# woof woof....



## durangojo (Jul 30, 2007)

my beautiful, smart and very funny' faux' german shepherd rez dog Ms. Greta has been chosen as a calendar girl(Miss February) for a rez dog calendar coming out next year hopefully. the calendar is the antithesis of the anti breed calendars. proceeds for this project will go back to the reservations(navajo) in the form of spay and neuter programs, fostering, placement and most importantly education. this is such a worthwhile project as there are so many unfortunate dogs on the reservations. raising awareness can only help. the photogragher, a documentary filmmaker from telluride is donating his time for this project. this is a great cause for our most wonderful four legged friends who teach and show us every day that life is good and what's important in life...food!(kidding).....i love the quote, "lord, make me the person my dog thinks i am". i am forever hopeful and strive for that daily. i will keep you posted on when it comes out, and yes, just so you know, i will be hitting you all up when the time comes whether you're a 'dog' person or not......this in not her official calendar pose...just a shot one day while with her favorite play thing...she is rez dog after all!

joey

of couse being female, greta wants to know if the stick makes her ass look big?...told you she was funny...


----------



## kaneohegirlinaz (Apr 24, 2011)

Ms.
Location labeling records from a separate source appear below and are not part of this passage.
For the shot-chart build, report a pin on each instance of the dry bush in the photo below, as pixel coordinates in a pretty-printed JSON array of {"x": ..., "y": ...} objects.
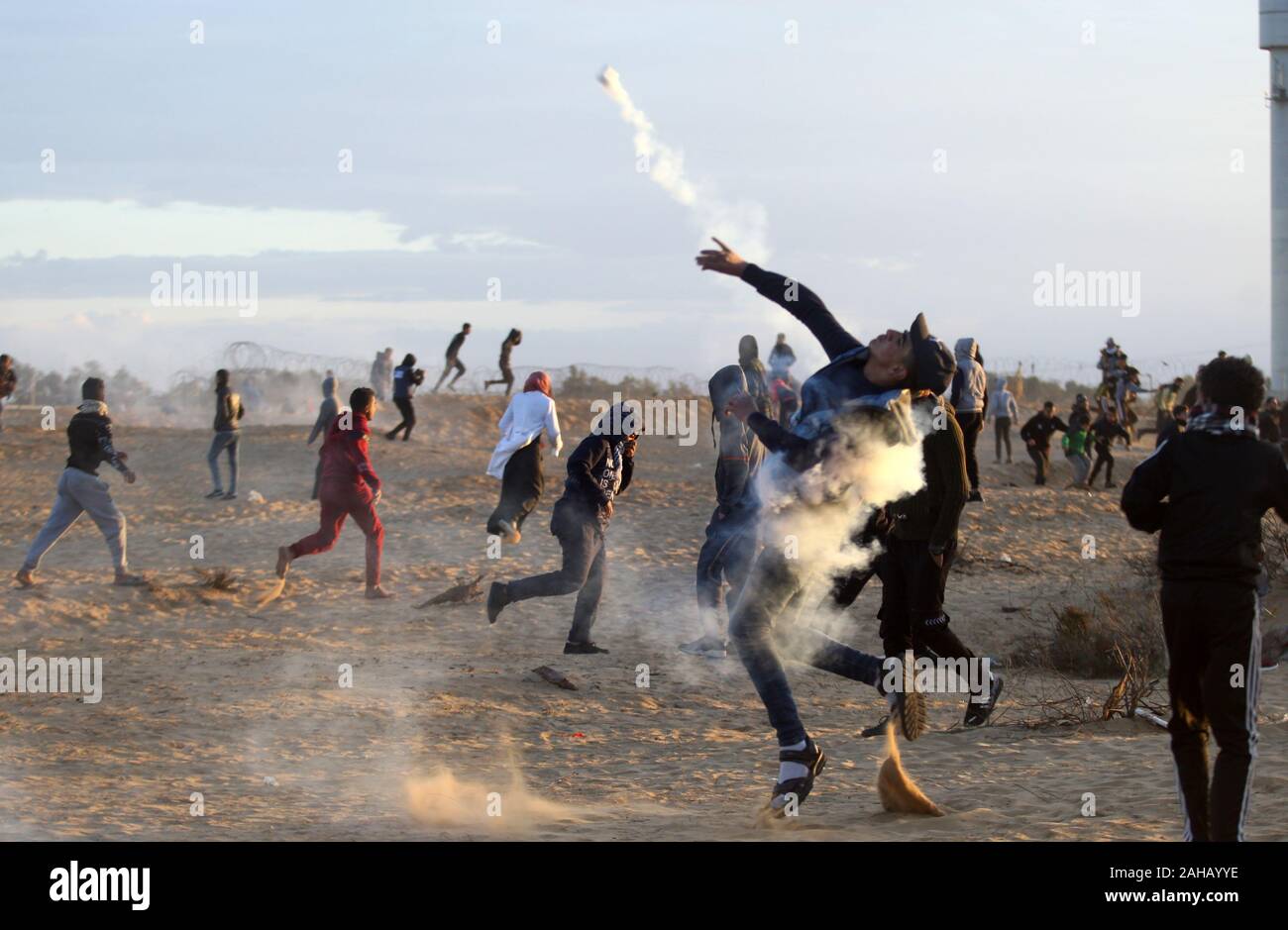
[{"x": 217, "y": 578}]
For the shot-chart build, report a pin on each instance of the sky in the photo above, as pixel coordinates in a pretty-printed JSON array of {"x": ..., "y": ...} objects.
[{"x": 896, "y": 157}]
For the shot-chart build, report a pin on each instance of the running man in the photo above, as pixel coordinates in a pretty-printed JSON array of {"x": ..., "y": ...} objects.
[
  {"x": 351, "y": 487},
  {"x": 597, "y": 471},
  {"x": 730, "y": 537},
  {"x": 513, "y": 339},
  {"x": 80, "y": 489},
  {"x": 228, "y": 414},
  {"x": 1037, "y": 438},
  {"x": 892, "y": 361},
  {"x": 1104, "y": 432},
  {"x": 454, "y": 351},
  {"x": 1205, "y": 491}
]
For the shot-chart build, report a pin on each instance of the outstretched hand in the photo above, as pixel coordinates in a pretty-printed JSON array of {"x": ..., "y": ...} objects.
[{"x": 724, "y": 259}]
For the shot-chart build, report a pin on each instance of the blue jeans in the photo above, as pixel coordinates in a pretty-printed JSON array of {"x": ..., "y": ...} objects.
[
  {"x": 224, "y": 441},
  {"x": 768, "y": 591}
]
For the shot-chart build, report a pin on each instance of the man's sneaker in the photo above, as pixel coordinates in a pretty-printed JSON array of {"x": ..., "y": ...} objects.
[
  {"x": 979, "y": 712},
  {"x": 812, "y": 759},
  {"x": 497, "y": 596},
  {"x": 876, "y": 729},
  {"x": 707, "y": 647},
  {"x": 507, "y": 532}
]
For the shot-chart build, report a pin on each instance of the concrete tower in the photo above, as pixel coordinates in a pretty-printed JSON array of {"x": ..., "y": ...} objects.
[{"x": 1274, "y": 39}]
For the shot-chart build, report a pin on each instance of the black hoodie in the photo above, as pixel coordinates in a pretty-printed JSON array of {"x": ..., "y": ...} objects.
[{"x": 599, "y": 469}]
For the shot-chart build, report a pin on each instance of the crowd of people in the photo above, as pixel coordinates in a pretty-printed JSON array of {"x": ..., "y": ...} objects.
[{"x": 1205, "y": 489}]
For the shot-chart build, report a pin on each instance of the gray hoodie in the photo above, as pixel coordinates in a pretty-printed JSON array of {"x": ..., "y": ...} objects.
[
  {"x": 970, "y": 384},
  {"x": 1001, "y": 402}
]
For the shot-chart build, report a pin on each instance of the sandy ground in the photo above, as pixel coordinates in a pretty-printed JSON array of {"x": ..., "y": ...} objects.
[{"x": 205, "y": 693}]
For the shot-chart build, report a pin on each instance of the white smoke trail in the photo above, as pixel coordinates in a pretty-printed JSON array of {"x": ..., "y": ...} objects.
[{"x": 742, "y": 224}]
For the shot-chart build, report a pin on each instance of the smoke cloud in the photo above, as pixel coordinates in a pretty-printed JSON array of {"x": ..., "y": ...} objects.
[{"x": 742, "y": 224}]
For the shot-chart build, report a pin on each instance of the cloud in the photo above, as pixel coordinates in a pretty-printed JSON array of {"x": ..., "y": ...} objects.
[{"x": 127, "y": 228}]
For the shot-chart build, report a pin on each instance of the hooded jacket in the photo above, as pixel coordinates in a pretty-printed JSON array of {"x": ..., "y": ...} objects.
[
  {"x": 970, "y": 382},
  {"x": 741, "y": 453},
  {"x": 597, "y": 470},
  {"x": 346, "y": 460},
  {"x": 89, "y": 440}
]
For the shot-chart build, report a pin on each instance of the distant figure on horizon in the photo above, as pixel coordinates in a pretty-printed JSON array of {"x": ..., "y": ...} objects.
[
  {"x": 80, "y": 489},
  {"x": 8, "y": 384},
  {"x": 407, "y": 376},
  {"x": 1037, "y": 438},
  {"x": 516, "y": 459},
  {"x": 969, "y": 399},
  {"x": 381, "y": 373},
  {"x": 228, "y": 414},
  {"x": 1004, "y": 411},
  {"x": 351, "y": 487},
  {"x": 326, "y": 414},
  {"x": 454, "y": 351},
  {"x": 503, "y": 362}
]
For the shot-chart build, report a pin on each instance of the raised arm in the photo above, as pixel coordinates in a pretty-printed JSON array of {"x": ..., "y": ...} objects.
[{"x": 791, "y": 295}]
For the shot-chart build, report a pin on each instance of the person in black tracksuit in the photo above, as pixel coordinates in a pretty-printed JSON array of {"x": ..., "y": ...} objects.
[
  {"x": 1104, "y": 431},
  {"x": 1037, "y": 438},
  {"x": 597, "y": 471},
  {"x": 730, "y": 537},
  {"x": 407, "y": 377},
  {"x": 919, "y": 549},
  {"x": 879, "y": 369},
  {"x": 1206, "y": 491}
]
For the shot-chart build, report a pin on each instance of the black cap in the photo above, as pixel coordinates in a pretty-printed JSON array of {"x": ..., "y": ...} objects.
[{"x": 934, "y": 364}]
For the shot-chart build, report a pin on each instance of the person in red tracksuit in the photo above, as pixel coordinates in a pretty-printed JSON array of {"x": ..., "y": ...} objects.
[{"x": 349, "y": 488}]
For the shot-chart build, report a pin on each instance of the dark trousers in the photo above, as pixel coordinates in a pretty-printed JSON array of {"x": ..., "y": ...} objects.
[
  {"x": 407, "y": 423},
  {"x": 522, "y": 484},
  {"x": 971, "y": 425},
  {"x": 1003, "y": 434},
  {"x": 1104, "y": 457},
  {"x": 583, "y": 570},
  {"x": 1211, "y": 631},
  {"x": 726, "y": 556},
  {"x": 771, "y": 586},
  {"x": 1041, "y": 462},
  {"x": 912, "y": 600}
]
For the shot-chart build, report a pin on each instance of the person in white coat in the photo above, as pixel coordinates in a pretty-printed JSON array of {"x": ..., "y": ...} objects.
[{"x": 516, "y": 459}]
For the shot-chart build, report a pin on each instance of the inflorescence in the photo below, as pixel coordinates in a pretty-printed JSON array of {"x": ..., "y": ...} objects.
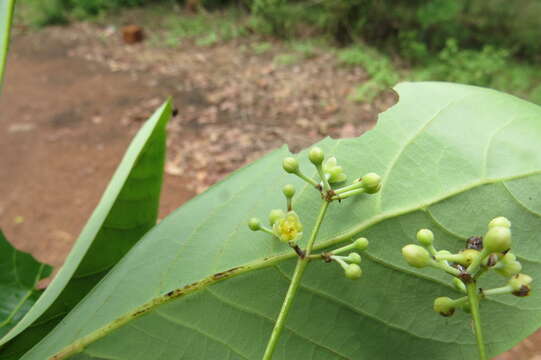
[{"x": 481, "y": 254}]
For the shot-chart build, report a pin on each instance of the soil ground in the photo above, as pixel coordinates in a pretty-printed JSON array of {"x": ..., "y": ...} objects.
[{"x": 75, "y": 96}]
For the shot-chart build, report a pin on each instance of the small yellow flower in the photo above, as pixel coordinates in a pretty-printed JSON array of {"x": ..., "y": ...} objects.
[{"x": 288, "y": 228}]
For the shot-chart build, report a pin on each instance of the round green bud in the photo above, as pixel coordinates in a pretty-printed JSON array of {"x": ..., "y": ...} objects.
[
  {"x": 416, "y": 255},
  {"x": 425, "y": 237},
  {"x": 254, "y": 224},
  {"x": 288, "y": 190},
  {"x": 520, "y": 284},
  {"x": 316, "y": 155},
  {"x": 361, "y": 243},
  {"x": 276, "y": 215},
  {"x": 444, "y": 306},
  {"x": 353, "y": 271},
  {"x": 497, "y": 239},
  {"x": 469, "y": 256},
  {"x": 336, "y": 174},
  {"x": 499, "y": 221},
  {"x": 290, "y": 165},
  {"x": 371, "y": 183},
  {"x": 509, "y": 258},
  {"x": 510, "y": 269},
  {"x": 459, "y": 285},
  {"x": 354, "y": 258}
]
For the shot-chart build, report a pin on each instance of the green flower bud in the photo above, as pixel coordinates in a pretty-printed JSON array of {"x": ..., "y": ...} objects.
[
  {"x": 509, "y": 258},
  {"x": 353, "y": 271},
  {"x": 288, "y": 190},
  {"x": 499, "y": 221},
  {"x": 520, "y": 284},
  {"x": 316, "y": 155},
  {"x": 425, "y": 237},
  {"x": 361, "y": 243},
  {"x": 371, "y": 183},
  {"x": 290, "y": 165},
  {"x": 510, "y": 269},
  {"x": 276, "y": 215},
  {"x": 254, "y": 224},
  {"x": 469, "y": 256},
  {"x": 497, "y": 239},
  {"x": 353, "y": 258},
  {"x": 444, "y": 306},
  {"x": 289, "y": 228},
  {"x": 416, "y": 255},
  {"x": 335, "y": 173},
  {"x": 459, "y": 285}
]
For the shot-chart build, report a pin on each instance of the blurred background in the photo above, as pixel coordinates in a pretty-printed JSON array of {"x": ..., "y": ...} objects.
[{"x": 246, "y": 76}]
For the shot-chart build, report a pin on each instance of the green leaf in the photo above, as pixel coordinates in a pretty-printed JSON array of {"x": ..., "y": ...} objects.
[
  {"x": 127, "y": 210},
  {"x": 6, "y": 16},
  {"x": 19, "y": 274},
  {"x": 200, "y": 285}
]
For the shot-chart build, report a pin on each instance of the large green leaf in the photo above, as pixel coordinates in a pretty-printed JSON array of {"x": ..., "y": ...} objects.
[
  {"x": 200, "y": 285},
  {"x": 127, "y": 210},
  {"x": 19, "y": 274},
  {"x": 6, "y": 15}
]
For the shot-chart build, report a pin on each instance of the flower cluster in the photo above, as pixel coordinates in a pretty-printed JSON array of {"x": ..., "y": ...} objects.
[
  {"x": 350, "y": 263},
  {"x": 481, "y": 254},
  {"x": 286, "y": 226},
  {"x": 330, "y": 173}
]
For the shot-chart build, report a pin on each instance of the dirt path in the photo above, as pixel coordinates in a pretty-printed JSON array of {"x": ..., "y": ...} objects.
[
  {"x": 61, "y": 138},
  {"x": 74, "y": 97}
]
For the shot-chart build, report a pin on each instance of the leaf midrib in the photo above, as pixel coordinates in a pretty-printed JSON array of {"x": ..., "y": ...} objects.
[{"x": 272, "y": 260}]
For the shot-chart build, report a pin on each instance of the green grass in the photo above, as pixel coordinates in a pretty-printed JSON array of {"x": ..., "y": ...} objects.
[
  {"x": 169, "y": 26},
  {"x": 383, "y": 74},
  {"x": 205, "y": 29}
]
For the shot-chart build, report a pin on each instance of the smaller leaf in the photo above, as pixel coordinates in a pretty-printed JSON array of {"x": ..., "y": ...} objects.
[
  {"x": 6, "y": 16},
  {"x": 19, "y": 274}
]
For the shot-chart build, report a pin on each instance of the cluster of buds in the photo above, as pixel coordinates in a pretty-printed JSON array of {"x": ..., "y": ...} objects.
[
  {"x": 287, "y": 227},
  {"x": 350, "y": 263},
  {"x": 481, "y": 254},
  {"x": 330, "y": 174}
]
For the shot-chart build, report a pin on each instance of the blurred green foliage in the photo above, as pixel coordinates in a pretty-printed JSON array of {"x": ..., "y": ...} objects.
[{"x": 491, "y": 43}]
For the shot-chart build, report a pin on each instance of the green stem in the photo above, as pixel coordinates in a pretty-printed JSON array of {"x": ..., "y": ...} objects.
[
  {"x": 347, "y": 194},
  {"x": 498, "y": 291},
  {"x": 326, "y": 185},
  {"x": 445, "y": 267},
  {"x": 16, "y": 309},
  {"x": 353, "y": 186},
  {"x": 307, "y": 179},
  {"x": 293, "y": 286},
  {"x": 473, "y": 297},
  {"x": 474, "y": 266}
]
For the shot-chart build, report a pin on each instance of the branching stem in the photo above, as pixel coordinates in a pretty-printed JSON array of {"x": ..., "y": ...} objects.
[
  {"x": 293, "y": 286},
  {"x": 473, "y": 297}
]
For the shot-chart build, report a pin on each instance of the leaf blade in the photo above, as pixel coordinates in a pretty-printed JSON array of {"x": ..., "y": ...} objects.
[
  {"x": 6, "y": 16},
  {"x": 409, "y": 149},
  {"x": 20, "y": 275},
  {"x": 127, "y": 210}
]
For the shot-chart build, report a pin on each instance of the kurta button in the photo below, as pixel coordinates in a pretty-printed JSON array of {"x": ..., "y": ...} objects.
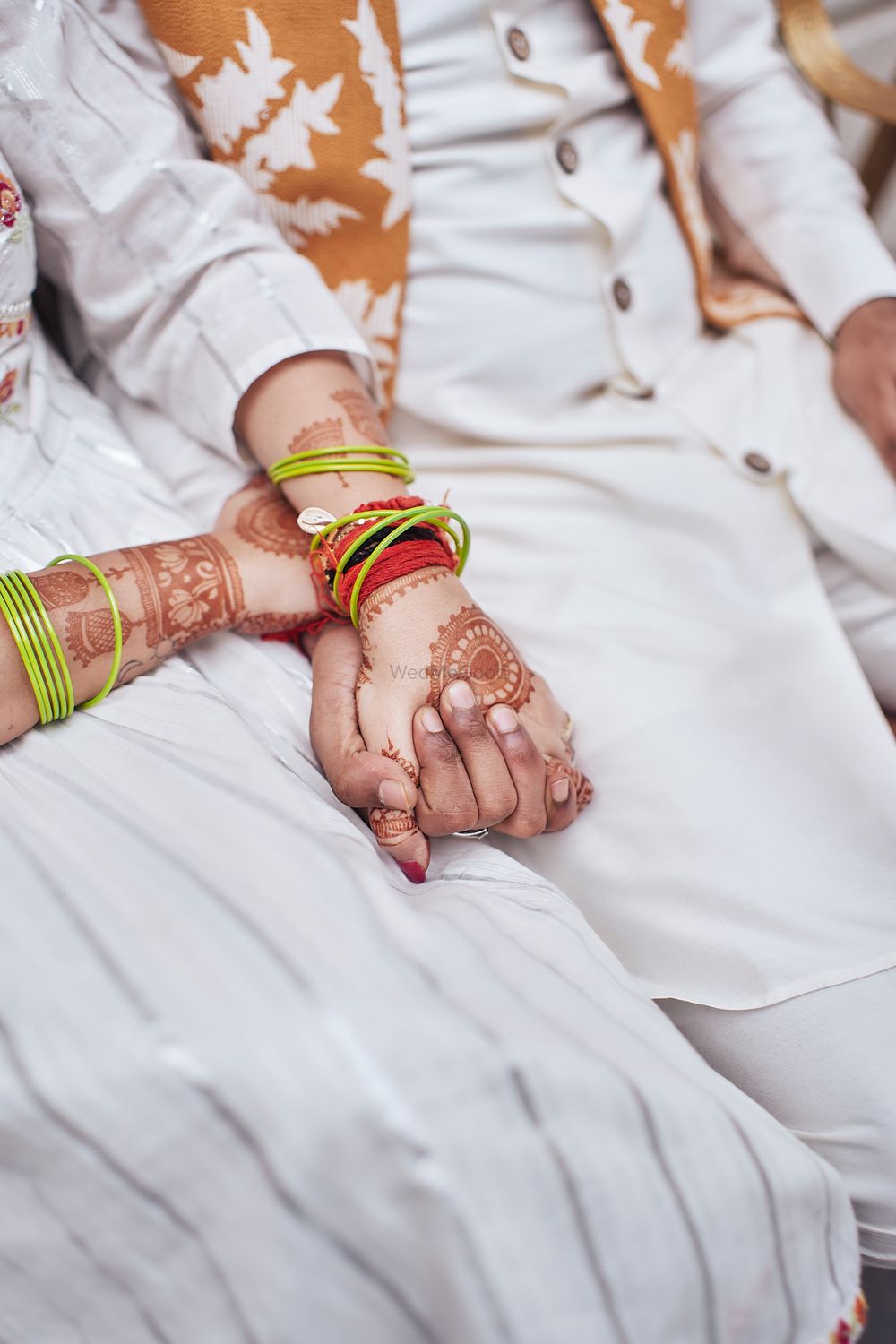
[
  {"x": 567, "y": 156},
  {"x": 758, "y": 462},
  {"x": 519, "y": 43},
  {"x": 622, "y": 293}
]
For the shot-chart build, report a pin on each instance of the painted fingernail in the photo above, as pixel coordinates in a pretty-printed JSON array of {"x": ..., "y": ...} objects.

Greta, You Look Maverlous Darling!
Please sign us up for a copy


----------



## chefedb (Apr 3, 2010)

Good looking dog And congrats on his being chosen. I foster cats and love dogs too, have fostered over 70 so far this year. Have just completed writing a book on fostering kittens.The love and caring you give an animal is returned 10 fold. What would the planet be like without cats and dogs?? Pretty darn lonely.


----------